= Community of Christ the King =

Anglican religious order in Australia

The Community of Christ the King (CCK) was an Anglican religious order of Benedictine nuns near Wangaratta, Victoria, Australia. Founded in 1993, this enclosed and contemplative order was under the jurisdiction of the Anglican Church of Australia. The convent operated guest and retreat facilities and the sisters provided a ministry of spiritual direction.

CCK's origins were in the Community of the Holy Name based in the Melbourne suburb of Cheltenham, Victoria. In 1974 three members of CHN, who wished to live an enclosed contemplative life rather than an active one, began to live such a life within the grounds of CHN's Cheltenham headquarters. From 1981 the three sisters lived in a separate home, called the House of Christ the King. In 1984 the sisters went to England to live with the enclosed and contemplative Community of the Sisters of the Love of God in Fairacres, Oxford. On their return to Australia two years later they were joined by a further two CHN sisters, but still remaining part of CHN in Cheltenham. In 1988 they were invited by the Diocese of Wangaratta to establish the community there. In 1989 they were offered a farm outside Wangaratta to which they moved the following year. In 1993 they separated from CHN and established themselves as the Community of Christ the King.

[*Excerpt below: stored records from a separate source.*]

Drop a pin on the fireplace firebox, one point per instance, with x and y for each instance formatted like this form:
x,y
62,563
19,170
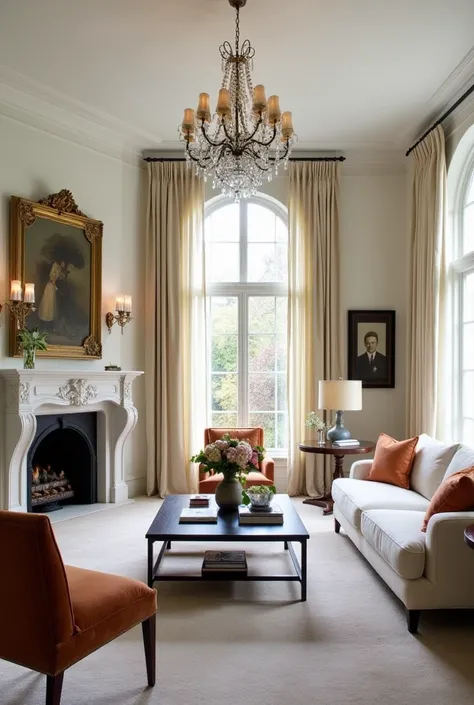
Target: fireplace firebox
x,y
62,462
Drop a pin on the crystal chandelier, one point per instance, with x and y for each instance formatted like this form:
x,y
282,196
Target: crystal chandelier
x,y
248,137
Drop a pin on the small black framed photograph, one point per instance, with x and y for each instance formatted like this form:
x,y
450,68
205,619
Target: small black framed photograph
x,y
371,348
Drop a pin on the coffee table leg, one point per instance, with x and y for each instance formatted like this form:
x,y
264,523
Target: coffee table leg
x,y
150,563
303,571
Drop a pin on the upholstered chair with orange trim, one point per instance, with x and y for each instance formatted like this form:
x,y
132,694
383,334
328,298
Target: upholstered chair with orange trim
x,y
52,615
265,475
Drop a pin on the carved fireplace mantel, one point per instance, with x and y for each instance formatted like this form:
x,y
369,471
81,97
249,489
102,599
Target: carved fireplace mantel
x,y
24,394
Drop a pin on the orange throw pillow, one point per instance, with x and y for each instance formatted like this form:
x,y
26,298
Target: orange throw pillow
x,y
393,461
455,494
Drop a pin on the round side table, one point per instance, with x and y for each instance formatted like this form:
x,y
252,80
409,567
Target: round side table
x,y
328,448
469,535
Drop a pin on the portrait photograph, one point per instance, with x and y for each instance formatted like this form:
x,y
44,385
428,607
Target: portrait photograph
x,y
58,249
371,348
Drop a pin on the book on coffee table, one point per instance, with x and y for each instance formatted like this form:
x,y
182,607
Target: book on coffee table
x,y
201,515
224,561
273,515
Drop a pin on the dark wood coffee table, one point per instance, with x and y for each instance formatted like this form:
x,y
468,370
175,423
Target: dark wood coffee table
x,y
166,528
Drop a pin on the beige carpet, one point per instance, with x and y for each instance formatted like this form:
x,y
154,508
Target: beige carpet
x,y
256,644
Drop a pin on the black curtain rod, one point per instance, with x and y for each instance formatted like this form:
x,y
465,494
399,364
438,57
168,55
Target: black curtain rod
x,y
292,159
443,117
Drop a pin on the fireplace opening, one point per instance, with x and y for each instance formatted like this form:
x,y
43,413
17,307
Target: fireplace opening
x,y
62,462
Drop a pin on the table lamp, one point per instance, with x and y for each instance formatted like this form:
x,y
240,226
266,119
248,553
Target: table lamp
x,y
340,395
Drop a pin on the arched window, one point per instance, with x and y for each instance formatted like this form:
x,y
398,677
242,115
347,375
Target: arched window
x,y
247,286
462,305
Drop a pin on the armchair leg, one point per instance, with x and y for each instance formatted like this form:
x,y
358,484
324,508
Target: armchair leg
x,y
413,620
54,685
149,642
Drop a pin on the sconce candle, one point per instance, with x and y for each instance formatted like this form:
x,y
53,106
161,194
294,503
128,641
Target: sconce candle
x,y
16,293
29,293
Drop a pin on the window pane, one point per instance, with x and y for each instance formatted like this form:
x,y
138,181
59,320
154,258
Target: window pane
x,y
468,432
261,224
261,263
223,225
224,314
468,394
468,229
267,421
261,353
225,264
261,314
261,392
224,353
281,392
224,392
468,346
282,431
468,298
224,420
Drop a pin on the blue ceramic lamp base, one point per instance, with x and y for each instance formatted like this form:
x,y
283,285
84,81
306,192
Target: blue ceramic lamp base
x,y
339,432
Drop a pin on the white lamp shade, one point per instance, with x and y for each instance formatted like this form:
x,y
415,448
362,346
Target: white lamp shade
x,y
340,395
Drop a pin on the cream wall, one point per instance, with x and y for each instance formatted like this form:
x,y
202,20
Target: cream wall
x,y
34,164
374,275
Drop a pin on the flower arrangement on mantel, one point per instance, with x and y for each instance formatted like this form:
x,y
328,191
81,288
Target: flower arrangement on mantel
x,y
31,341
232,457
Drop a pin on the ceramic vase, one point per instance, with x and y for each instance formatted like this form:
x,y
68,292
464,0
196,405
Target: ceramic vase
x,y
229,495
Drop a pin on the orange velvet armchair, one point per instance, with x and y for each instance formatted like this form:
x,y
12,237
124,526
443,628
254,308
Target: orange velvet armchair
x,y
264,476
52,615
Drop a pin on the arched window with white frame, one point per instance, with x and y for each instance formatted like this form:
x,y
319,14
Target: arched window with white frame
x,y
247,289
462,306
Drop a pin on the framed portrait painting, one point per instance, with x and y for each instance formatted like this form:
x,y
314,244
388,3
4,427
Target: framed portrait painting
x,y
371,338
59,249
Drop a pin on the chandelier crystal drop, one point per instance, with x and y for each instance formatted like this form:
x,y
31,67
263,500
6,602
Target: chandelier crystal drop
x,y
247,138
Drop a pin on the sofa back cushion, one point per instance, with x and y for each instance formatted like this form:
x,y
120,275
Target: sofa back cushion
x,y
393,461
431,462
455,494
463,458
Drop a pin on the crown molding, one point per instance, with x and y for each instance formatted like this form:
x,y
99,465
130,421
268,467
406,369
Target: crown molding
x,y
51,111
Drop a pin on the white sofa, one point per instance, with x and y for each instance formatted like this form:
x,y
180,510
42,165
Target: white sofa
x,y
432,570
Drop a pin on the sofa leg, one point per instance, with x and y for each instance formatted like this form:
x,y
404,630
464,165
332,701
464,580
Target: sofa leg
x,y
413,620
149,642
54,685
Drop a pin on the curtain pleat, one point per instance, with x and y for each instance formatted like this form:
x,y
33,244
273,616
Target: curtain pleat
x,y
314,326
428,286
175,327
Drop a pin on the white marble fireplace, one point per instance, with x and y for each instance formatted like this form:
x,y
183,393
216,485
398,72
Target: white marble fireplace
x,y
25,394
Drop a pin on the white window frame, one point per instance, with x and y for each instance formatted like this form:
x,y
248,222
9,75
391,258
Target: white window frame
x,y
242,290
460,266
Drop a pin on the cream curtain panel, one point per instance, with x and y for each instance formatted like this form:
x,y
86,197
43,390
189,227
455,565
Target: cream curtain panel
x,y
427,286
314,342
175,370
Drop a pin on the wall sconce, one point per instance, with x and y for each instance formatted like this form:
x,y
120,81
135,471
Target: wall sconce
x,y
123,306
20,307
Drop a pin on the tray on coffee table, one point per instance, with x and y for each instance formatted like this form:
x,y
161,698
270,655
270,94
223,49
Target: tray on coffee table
x,y
167,529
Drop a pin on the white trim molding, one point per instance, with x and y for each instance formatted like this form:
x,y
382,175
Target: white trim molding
x,y
25,394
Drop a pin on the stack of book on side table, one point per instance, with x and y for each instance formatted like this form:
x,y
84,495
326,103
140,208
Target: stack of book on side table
x,y
271,515
200,515
199,500
219,563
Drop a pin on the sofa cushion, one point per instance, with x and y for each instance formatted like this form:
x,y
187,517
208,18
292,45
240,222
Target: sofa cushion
x,y
393,461
462,459
397,537
431,462
354,496
455,494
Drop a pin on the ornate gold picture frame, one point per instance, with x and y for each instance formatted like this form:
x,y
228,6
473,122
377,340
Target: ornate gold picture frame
x,y
59,249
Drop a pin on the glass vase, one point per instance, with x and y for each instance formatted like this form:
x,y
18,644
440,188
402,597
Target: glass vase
x,y
321,436
29,357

The convent was located at the foot of the Warby Ranges. The growing of produce provided some level of self-sufficiency and generated the labour needed to live the Rule of St Benedict. Silent retreats were held at the convent for visitors. The Revd Mother was Rita Mary CCK since 31 July 1997.

The community is still formally extant, although there is only one remaining sister who lives in an old-age facility.

==Sources==
- Anglican Religious Communities Yearbook: 2004-2005. Norwich: Canterbury Press, 2003.